# Eviews : How to test for cointegration in the right way

I am studying ECM alone using a book and some parts are not explained.

First, the book advise to test for a unit and for the order of integration of the series. In eviews options are not pretty clear to me :

• What is the difference between level, 1st difference and 2nd difference in the ADF Unit root test ?

Running the test (ADF and intercept) I conclude that my series is not stationary :

Null Hypothesis: LTD_P51S_DHFZ7_CH has a unit root
Exogenous: Constant
Lag Length: 1 (Automatic - based on SIC, maxlag=13)

t-Statistic   Prob.*

Augmented Dickey-Fuller test statistic          -0.874719    0.7939
Test critical values:   1% level        -3.475500
5% level        -2.881260
10% level       -2.577365

*MacKinnon (1996) one-sided p-values.


But when using Trend & Intercept it is not very clear that it is not stationnary :

Null Hypothesis: LTD_P51S_DHFZ7_CH has a unit root
Exogenous: Constant, Linear Trend
Lag Length: 2 (Automatic - based on SIC, maxlag=13)

t-Statistic   Prob.*

Augmented Dickey-Fuller test statistic          -2.811152    0.1957
Test critical values:   1% level        -4.022586
5% level        -3.441111
10% level       -3.145082

*MacKinnon (1996) one-sided p-values.

• Which test should I use ? Intercept ? Trend ? None ?

• Also how to test it's order of integration ? I(1), I(2) etc.

Cointegration

Also when you have multiple variables (more than two) in you long term static equation, it is possible that some variable are cointegrated two by two and that you need to run a VECM (from what I have understood).

To test for that I read that you can make a Johansen System Cointegration but I really do not understand all the options (Intercept, trend ; in CE, in VAR etc.) and what they imply, I tried multiple but the results differ greatly.

Thank you.

## 2 Answers

I'll answer your questions pertaining to cointegration.

1) If the context of your exercise is the forecasting of a particular dependent variable by using a set of independent variables as opposed to jointly forecasting a set of variables, then you want to explore an ECM not a VECM, with the latter one being potentially overkill.

2) In your process of exploring an ECM, you can test for cointegration between your dependent variable Y and a set of independent variables {X1, X2, X3} by testing that the residual obtained after regressing Y on X1, X2, and X3 is weakly stationary.

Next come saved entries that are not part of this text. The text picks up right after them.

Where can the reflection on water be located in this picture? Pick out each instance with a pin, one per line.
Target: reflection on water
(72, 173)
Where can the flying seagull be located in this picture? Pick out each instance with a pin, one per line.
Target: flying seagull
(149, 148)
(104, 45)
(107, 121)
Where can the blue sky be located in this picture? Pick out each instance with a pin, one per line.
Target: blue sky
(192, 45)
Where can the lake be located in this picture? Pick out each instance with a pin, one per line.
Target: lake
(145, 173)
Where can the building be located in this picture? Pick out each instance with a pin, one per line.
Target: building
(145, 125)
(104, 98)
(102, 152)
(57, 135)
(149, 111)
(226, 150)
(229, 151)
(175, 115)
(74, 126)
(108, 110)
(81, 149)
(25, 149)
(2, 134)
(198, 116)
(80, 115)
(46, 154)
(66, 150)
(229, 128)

This is the first step of the so-called Engle-Granger two-step process. If the residual is stationary then the variables are cointegrated. Cointegrated relationships, however, need not be unique. The shortcoming of the Engle-Granger two-step process is that it will give you at most one cointegrated relationshpip. If there is a reason why you'd expect there to be more than one cointegrated relationship between Y on X1, X2, and X3, the Johansen method could be appealing because it is able to give you more than one cointegrated relationship, but at the price of switching from a single regression to a vector-based regression (or set of regressions), which could be overkill, if you are looking to forecast one single variable, rather than forecast an entire set of variables. Another reason for staying away from the Johansen method, especially if you are new to the method, is that it will give you potentially erroneous results if the VAR is not specified correctly.

So, if you are forecasting a single-variable, stick with ECM and the Engle-Granger method over VECM and Johansen method, but remember that the Engle-Granger method will give you at most one cointegrated relationship, which is perfectly fine in many if not most situations.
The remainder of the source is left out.